Due to the fact that I moved, I actually tried 3 different walls in the past couple of weeks (and Amersham to come) - having only done indoors bouldering at Westway before, it's only now that I fully appreciate how much variability there is out there when it comes to grades. So I'll take the time for a very short write-up in case it proves useful for anyone else.
Overall, I actually now fully appreciate how well the Westway problems are - the grading is fairly consistent too. Big Rock was pretty good too in terms of the problems, the grades were definitely 'easier' (at least for me) than Westway though. The Big Rock wall is quite shiny though so nearly no friction and as a result I guess they have to use more holds for the feet.
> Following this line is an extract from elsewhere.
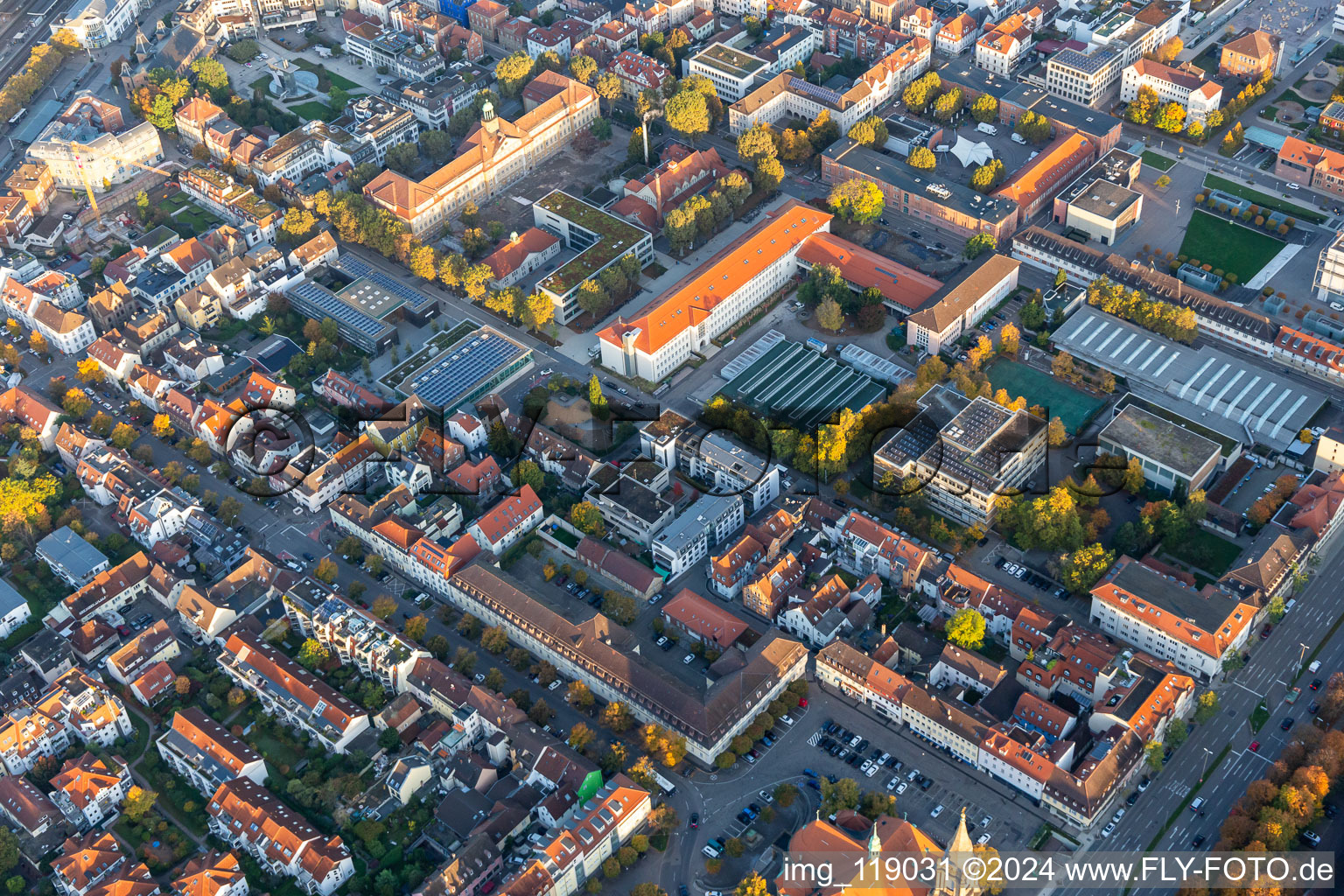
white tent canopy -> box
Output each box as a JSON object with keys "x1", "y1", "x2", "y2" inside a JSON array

I found the problems at XC really hard - even some V0 problems were quite demanding. It's actually the opposite than BR i.e. the wall and holds have incredible friction and the holds are really sparse so most of the time I found myself smearing up the walls. There were definitely some odd problems, I did actually find myself in more than one occasion having to pull on one hold using one hand and then smear 5-6 ft up the wall to get to the next foot hold. Overall it was quite tough on the arms I'd say but maybe it's just my technique (or lack of).